By: Yelin Gemma Lee, News Writer
The Board of Governors (BoG) meeting on September 28, 2021 began with a presentation by SFU350 on their Climate Emergency Open Letter and its demands. Since its release on August 11, 2021, the letter has gained over 900 signatures from students, faculty, staff, and community members.
The Board voiced their support for SFU350’s proposal after the student group presented and left the call, but SFU350’s demands were delayed and referred to management in two separate motions. Serena Bains, the only undergraduate BoG representative, was the only one to vote against these delays.
Following the presentation, board member Angie Hall moved a motion to respond to SFU350’s demands.

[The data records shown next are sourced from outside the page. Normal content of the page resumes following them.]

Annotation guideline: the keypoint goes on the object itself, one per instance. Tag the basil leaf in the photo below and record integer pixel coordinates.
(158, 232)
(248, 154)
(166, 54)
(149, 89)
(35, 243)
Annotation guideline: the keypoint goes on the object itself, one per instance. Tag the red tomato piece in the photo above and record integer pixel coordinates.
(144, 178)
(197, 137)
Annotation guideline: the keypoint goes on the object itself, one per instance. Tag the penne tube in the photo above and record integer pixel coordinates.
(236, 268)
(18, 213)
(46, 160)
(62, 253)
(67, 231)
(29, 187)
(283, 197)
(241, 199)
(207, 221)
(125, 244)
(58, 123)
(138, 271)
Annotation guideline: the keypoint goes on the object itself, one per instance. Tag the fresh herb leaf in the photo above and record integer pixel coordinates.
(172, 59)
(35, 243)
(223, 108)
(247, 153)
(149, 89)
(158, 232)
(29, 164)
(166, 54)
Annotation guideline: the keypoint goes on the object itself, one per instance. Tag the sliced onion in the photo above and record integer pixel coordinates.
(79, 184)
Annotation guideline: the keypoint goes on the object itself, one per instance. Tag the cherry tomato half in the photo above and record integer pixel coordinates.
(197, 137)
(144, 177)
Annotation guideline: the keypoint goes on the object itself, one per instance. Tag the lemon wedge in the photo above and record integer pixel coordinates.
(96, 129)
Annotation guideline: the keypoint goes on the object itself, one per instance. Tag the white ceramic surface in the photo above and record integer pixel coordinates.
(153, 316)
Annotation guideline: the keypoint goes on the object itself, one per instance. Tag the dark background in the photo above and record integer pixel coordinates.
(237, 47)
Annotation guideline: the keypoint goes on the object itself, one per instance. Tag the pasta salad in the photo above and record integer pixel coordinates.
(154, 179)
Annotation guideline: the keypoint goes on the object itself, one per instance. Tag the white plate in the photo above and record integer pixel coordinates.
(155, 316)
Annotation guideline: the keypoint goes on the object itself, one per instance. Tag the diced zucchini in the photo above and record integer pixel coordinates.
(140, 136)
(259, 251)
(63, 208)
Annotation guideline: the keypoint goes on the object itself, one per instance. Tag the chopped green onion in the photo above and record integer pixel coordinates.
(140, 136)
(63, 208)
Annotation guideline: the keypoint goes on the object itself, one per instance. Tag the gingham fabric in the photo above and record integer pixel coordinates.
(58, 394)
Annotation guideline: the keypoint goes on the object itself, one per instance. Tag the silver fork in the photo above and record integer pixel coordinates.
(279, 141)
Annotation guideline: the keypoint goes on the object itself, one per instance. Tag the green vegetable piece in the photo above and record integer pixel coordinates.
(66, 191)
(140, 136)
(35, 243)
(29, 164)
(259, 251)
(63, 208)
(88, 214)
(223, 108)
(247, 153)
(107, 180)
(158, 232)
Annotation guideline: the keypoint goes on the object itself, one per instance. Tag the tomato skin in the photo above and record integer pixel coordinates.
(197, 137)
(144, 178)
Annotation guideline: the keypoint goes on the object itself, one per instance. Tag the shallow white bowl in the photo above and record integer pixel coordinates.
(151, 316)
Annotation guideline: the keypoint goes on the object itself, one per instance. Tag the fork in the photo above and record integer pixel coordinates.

The motion includes progress reports from management on SFU’s Race 2 Zero goals and for the Board to “recognize the unequivocal evidence of climate change,” amongst other demands. Bains moved to add the following amendments to Hall’s motion: to declare a climate emergency and commit to divesting from fossil fuels among other demands. She also asked for the Board of Governors to be updated on this progress by November 2021.
Bains’ amendment was not seconded, with Hall’s original motion passing successfully.
In response to SFU350’s presentation, Johnson moved to consider SFU350’s demands at a later date. The Board said this was to gain time to carefully reflect and gather data before agreeing to SFU350’s demands. The Board voted in favour of Johnson’s motion, with one objection from Bains.
“It was clear that the Board of Governors preferred to delay a vote on the 350 motion and avoid any accountability that comes along with voting against such a motion,” said Bains to The Peak. “I’ve never seen an amendment fail to receive a seconder and die on the floor like that.”
SFU released a statement following the BoG meeting. This statement outlined some of their work against climate change, announced their commitment to UN’s Race 2 Zero pledge, and stated they will be releasing more aggressive action items soon. They reported the Board requested regular updates on SFU’s progress with the pledge and for “management to respond to the proposal of SFU350 more quickly than the timeline requested by the student group.”
The Peak spoke to WeiChun Kua, SFU350 executive and one of the presenters in the meeting. “Our intention from the very start of our climate emergency declaration campaign was to have SFU commit to declaring a climate emergency, commit to our 7 demands in principle, and [ . . . ] formulate a plan to execute those demands and report back by April 2022,” said Kua.
“SFU is committing climate injustice with their delay tactics and by not acting on what students, faculty and staff are asking for, but we will keep pushing and we won’t stop until there is climate justice.”